Closed kvanbere closed 11 years ago
The reason encodeMany
is not provided is because encode
is flexible and straightforward to use for various purposes, including the one you ask about.
Taking a Consumer
as an argument is not really idiomatic within Pipes, there are better ways to use input from upstream. For example, you can use for
and cat
together with a “loop body” to build a new Proxy
consuming input from upstream and possibly producing more output.
>>> :t encode
encode
:: (Monad m, Binary b) => b -> Producer' ByteString m ()
>>> :t for
for
:: Monad m =>
Proxy x' x b' b m a'
-> (b -> Proxy x' x c' c m b') -> Proxy x' x c' c m a'
>>> :t cat
cat :: Monad m => Pipe a a m r
>>> :t for cat
for cat
:: Monad m => (b -> Proxy () b c' c m ()) -> Proxy () b c' c m a'
>>> :t for cat encode
for cat encode
:: (Monad m, Binary b) => Proxy () b () ByteString m a'
-- simplified type:
-- :: (Monad m, Binary b) => Pipe b ByteString m a'
>>> runEffect $ each [1,2] >-> for cat encode >-> P.print
"\NUL\NUL\NUL\NUL\SOH"
"\NUL\NUL\NUL\NUL\STX"
Or you can use (~>)
to compose those “loop bodies” directly:
>>> :t (~>)
(~>)
:: Monad m =>
(a -> Proxy x' x b' b m a')
-> (b -> Proxy x' x c' c m b') -> a -> Proxy x' x c' c m a'
>>> :t (encode ~>)
(encode ~>)
:: (Monad m, Binary a) =>
(ByteString -> Proxy x' x c' c m ()) -> a -> Proxy x' x c' c m ()

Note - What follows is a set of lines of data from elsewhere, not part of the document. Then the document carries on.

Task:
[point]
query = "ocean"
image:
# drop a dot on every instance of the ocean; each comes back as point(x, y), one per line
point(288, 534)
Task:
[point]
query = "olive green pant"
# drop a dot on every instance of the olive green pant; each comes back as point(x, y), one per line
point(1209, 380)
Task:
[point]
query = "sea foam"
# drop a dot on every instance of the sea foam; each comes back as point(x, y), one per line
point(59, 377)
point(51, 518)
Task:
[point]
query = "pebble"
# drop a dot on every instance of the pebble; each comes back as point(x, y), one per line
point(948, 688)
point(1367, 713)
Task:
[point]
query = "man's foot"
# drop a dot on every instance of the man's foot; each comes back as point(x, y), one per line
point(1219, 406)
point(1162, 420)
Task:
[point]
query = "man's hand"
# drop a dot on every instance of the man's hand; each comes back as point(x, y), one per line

>>> :t encode ~> lift . print
encode ~> lift . print :: Binary a => a -> Proxy x' x c' c IO ()
>>> runEffect $ for (each [1,2]) $ encode ~> lift . print
"\NUL\NUL\NUL\NUL\SOH"
"\NUL\NUL\NUL\NUL\STX"
Does this help?
Hi,
Thanks for that. Makes a lot of sense now.
It would be nice if you were to include a brief version of this explanation in the documentation for pipes-binary somewhere.
Regards.
The reason I didn't mention this in the documentation is because Pipes.Tutorial
talks about a lot about it. But you are right, adding an example or two to the documentation wouldn't hurt. I'll add that, thanks.
I've found myself desiring a version of encode which hides the argument in the Proxy, that is, in the same way decodeMany takes a Producer, encodeMany would take a Consumer and repeatedly encode, sending the result downstream.